The Middle Way

Our lives are filled with extremes. Joy and sorrow, love and hate, all these emotions, when taken to the extreme bring us suffering. The Buddhadharma encourages living in the middle way.

Twice a year, at the Spring and Fall equinoxes, we hold a special service called O-Higan. During these times of year, the days and nights are of equal length. The temperature is moderate, between the heat of Summer and the cold of Winter. This balance represents the middle way. O-Higan means “to cross over.” A river is often a symbol used to explain our lives. Our ego driven desires trap us on the “shore of illusion.” Our ignorance causes us to see things as we want, not as they are. We run aimlessly up and own this shore trying to find a way to cross over to the shore of enlightenment. Only when we cross over will we be liberated from our suffering.

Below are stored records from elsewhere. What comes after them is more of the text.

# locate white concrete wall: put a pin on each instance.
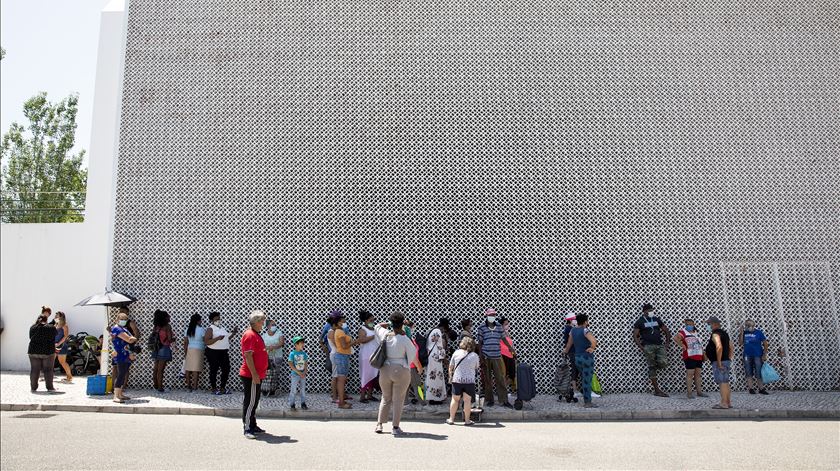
(59, 264)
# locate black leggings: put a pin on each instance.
(218, 359)
(41, 364)
(250, 403)
(122, 374)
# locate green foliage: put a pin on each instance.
(41, 180)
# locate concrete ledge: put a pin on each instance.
(196, 411)
(577, 414)
(646, 414)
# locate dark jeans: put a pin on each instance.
(250, 403)
(41, 364)
(586, 366)
(120, 374)
(497, 367)
(218, 359)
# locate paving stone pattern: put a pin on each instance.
(16, 395)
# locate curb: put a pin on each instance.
(492, 416)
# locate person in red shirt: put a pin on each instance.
(692, 351)
(252, 371)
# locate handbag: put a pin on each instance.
(596, 385)
(378, 357)
(769, 374)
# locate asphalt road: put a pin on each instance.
(72, 440)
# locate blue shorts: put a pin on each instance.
(341, 364)
(721, 374)
(752, 367)
(164, 354)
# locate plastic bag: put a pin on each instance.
(596, 385)
(769, 374)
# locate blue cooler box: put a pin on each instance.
(97, 384)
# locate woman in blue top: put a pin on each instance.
(584, 343)
(755, 354)
(122, 340)
(194, 346)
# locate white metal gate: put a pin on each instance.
(794, 304)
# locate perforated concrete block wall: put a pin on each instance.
(441, 157)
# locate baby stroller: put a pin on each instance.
(87, 359)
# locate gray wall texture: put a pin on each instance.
(442, 157)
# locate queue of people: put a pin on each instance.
(425, 369)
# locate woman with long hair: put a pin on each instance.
(162, 340)
(194, 348)
(41, 350)
(62, 347)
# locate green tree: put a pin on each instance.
(42, 181)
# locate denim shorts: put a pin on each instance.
(721, 374)
(752, 367)
(341, 364)
(164, 354)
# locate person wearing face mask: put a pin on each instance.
(341, 358)
(584, 344)
(194, 348)
(368, 374)
(436, 347)
(755, 354)
(647, 333)
(692, 353)
(274, 342)
(489, 338)
(41, 350)
(416, 385)
(573, 373)
(217, 339)
(122, 341)
(508, 354)
(252, 372)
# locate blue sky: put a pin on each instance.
(50, 46)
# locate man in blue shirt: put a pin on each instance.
(755, 354)
(489, 338)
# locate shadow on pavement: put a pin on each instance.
(274, 439)
(488, 425)
(427, 436)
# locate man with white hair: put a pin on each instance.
(252, 371)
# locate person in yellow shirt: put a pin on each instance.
(343, 349)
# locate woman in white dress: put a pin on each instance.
(435, 376)
(367, 373)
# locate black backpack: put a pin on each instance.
(423, 354)
(153, 343)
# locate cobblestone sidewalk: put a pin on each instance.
(15, 395)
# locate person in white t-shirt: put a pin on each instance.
(462, 369)
(217, 339)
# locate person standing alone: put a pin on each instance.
(755, 355)
(719, 352)
(252, 371)
(647, 333)
(489, 340)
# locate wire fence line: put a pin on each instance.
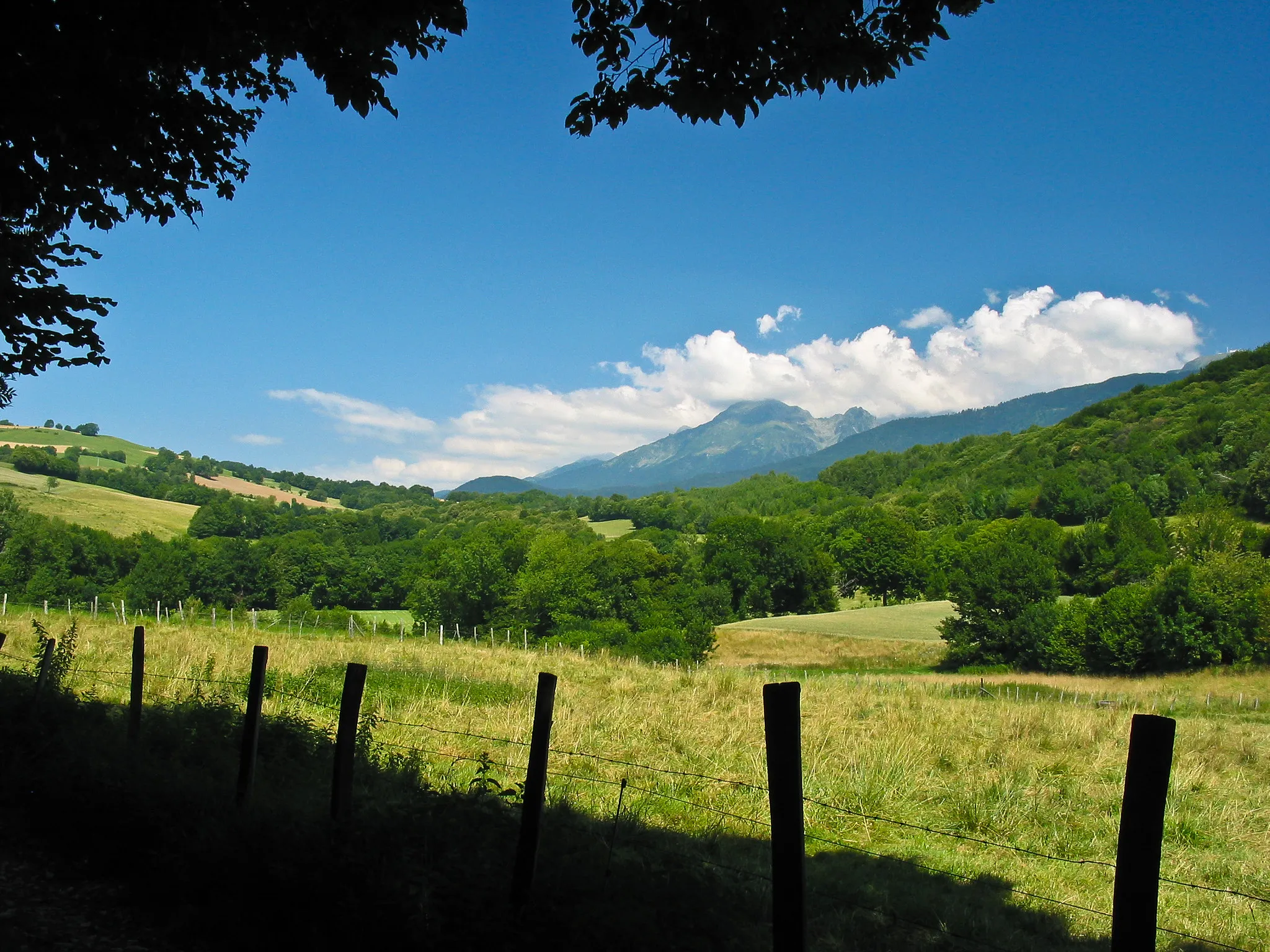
(703, 808)
(681, 774)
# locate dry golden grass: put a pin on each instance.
(745, 648)
(1016, 765)
(246, 488)
(98, 507)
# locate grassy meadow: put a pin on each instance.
(97, 507)
(871, 639)
(1032, 760)
(48, 437)
(611, 528)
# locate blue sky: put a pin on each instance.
(466, 289)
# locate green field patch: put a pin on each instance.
(917, 621)
(398, 687)
(611, 528)
(99, 462)
(47, 437)
(97, 507)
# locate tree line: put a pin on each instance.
(1142, 580)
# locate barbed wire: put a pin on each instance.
(1213, 889)
(958, 835)
(949, 873)
(301, 697)
(1201, 938)
(704, 808)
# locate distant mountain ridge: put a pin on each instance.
(626, 477)
(1011, 416)
(751, 434)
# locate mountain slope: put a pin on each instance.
(1011, 416)
(895, 436)
(492, 484)
(1204, 434)
(753, 434)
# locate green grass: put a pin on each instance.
(916, 621)
(1037, 763)
(98, 507)
(611, 528)
(388, 616)
(41, 436)
(98, 462)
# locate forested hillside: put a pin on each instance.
(1143, 508)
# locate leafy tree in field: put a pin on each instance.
(879, 553)
(110, 111)
(770, 566)
(45, 460)
(1127, 547)
(1001, 573)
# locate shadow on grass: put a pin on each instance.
(418, 866)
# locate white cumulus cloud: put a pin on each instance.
(929, 318)
(360, 416)
(768, 324)
(1034, 342)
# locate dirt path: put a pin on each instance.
(47, 906)
(254, 489)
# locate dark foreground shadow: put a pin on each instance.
(417, 867)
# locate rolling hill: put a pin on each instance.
(136, 454)
(98, 507)
(752, 436)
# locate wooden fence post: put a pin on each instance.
(252, 723)
(784, 733)
(1135, 897)
(46, 667)
(139, 679)
(535, 790)
(346, 742)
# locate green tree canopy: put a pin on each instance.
(878, 552)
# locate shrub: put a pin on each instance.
(46, 462)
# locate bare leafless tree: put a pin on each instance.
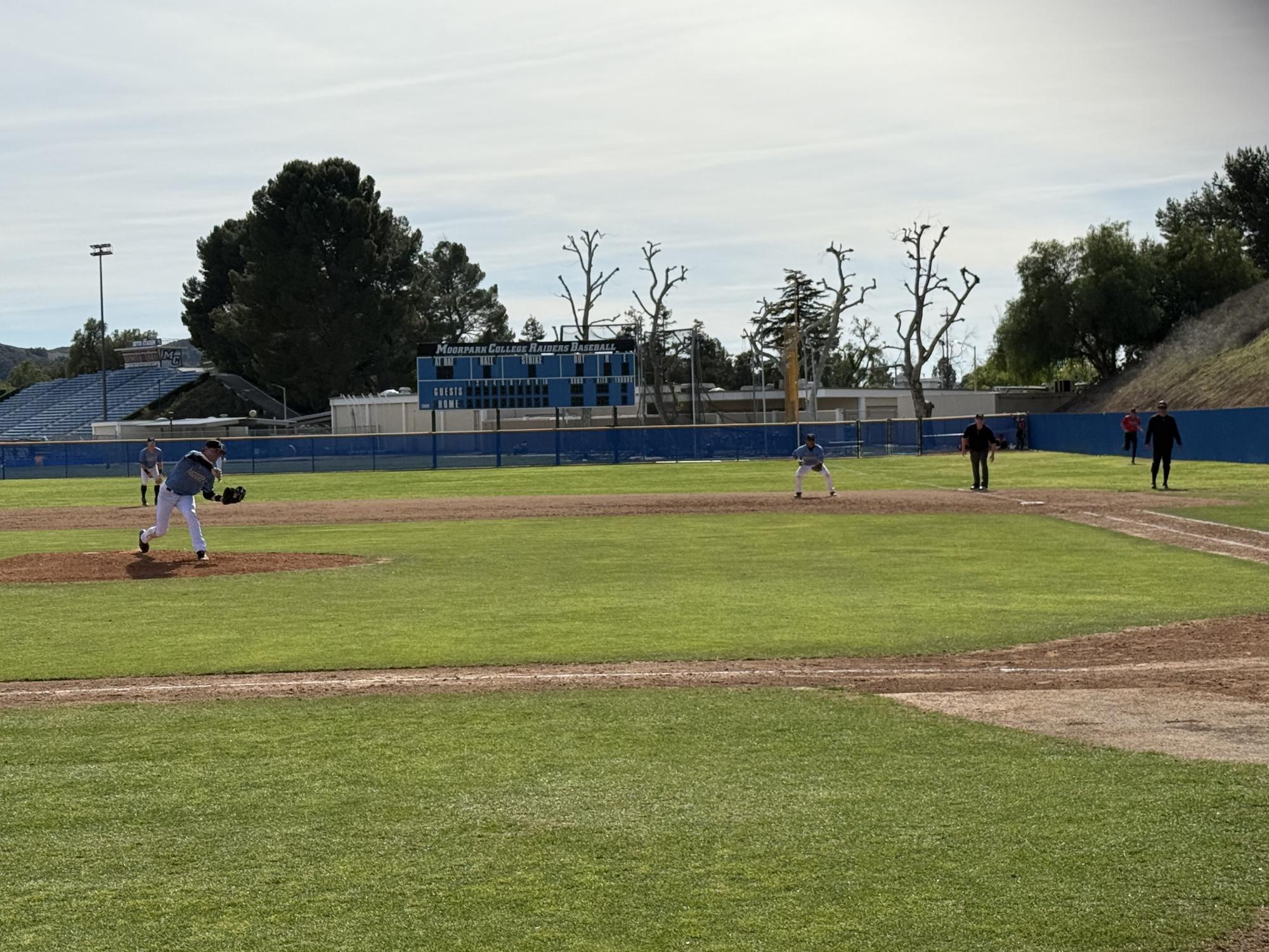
(593, 284)
(823, 337)
(659, 352)
(927, 281)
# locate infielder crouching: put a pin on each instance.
(152, 469)
(811, 459)
(196, 473)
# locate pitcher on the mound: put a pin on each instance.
(810, 457)
(195, 474)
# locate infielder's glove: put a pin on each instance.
(231, 495)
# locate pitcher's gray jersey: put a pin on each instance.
(192, 474)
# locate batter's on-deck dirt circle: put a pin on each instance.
(196, 473)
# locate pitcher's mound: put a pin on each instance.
(116, 566)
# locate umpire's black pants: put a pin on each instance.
(979, 460)
(1162, 455)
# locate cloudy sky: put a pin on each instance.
(744, 136)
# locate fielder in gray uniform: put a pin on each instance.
(152, 469)
(810, 457)
(193, 474)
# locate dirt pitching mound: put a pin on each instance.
(120, 566)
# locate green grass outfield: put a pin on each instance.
(620, 588)
(942, 471)
(608, 820)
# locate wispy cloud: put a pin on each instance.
(741, 135)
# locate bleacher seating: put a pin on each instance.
(69, 408)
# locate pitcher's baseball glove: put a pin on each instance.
(231, 495)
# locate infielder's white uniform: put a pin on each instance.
(809, 457)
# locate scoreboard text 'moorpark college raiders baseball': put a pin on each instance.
(526, 375)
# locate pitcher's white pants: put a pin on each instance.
(804, 470)
(167, 502)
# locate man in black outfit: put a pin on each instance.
(981, 443)
(1161, 432)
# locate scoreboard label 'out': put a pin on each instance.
(526, 375)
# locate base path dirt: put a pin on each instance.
(116, 566)
(1048, 502)
(1212, 675)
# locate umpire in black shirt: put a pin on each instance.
(1161, 433)
(981, 443)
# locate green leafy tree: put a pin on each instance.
(1091, 299)
(86, 356)
(1198, 268)
(801, 304)
(713, 363)
(456, 306)
(329, 295)
(533, 329)
(26, 374)
(946, 374)
(207, 295)
(1239, 200)
(861, 361)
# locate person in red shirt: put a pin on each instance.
(1131, 424)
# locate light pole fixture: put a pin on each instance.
(285, 414)
(100, 252)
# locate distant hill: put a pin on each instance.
(1221, 358)
(12, 356)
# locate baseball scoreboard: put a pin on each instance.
(527, 375)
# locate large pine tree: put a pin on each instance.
(324, 292)
(800, 304)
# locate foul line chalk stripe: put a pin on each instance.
(1207, 522)
(1213, 540)
(583, 675)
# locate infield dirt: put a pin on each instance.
(1192, 688)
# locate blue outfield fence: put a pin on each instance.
(493, 448)
(1236, 436)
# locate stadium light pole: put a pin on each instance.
(101, 252)
(285, 414)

The middle way is not a life of compromise. The middle way is a life of awareness of the extremes, and by being aware, avoiding these extremes. When we think of hate and sorrow, seeing them as a cause of suffering seems obvious. Taken to the extreme, and allowed to linger, they almost certainly guarantee suffering. Sorrow, as a natural response to loss, can bring a sense of closure. Attachment to sorrow leads to misery. What about love and joy? How can such positive emotions be the cause of suffering?

When one lives in the middle way, there is an understanding that everything is impermanent. The past is gone. The future is yet to come. Only the eternal now exists. A joyful experience must be recognized as fleeting. Relish this joy while it lasts, but do not become attached to it. Attachment to joy only leads to suffering once the joy has passed.

Love of another person can be the source of great happiness. However, obsessive love results in jealousy, possessiveness and despair. Love of country or religion can be a rewarding and fulfilling experience. Fanatical love, leaving no room for the beliefs of others, has been the cause of countless wars all the way to the present

To live in the middle way is to realize our interconnectedness with all of life. The events in our lives, be they good or bad, are the result of all that has come before. How we react to these events influences the future. The choice is always ours. An awareness of the present moment, distinct from the past and future, helps us avoid extremes.

In our ignorance, we think life is about us. The Buddhadharma shows us that this is not the case. We are a part of the universal oneness, the infinite light and life, wisdom and compassion. This is the “shore of enlightenment.” The middle way is our bridge to this other shore.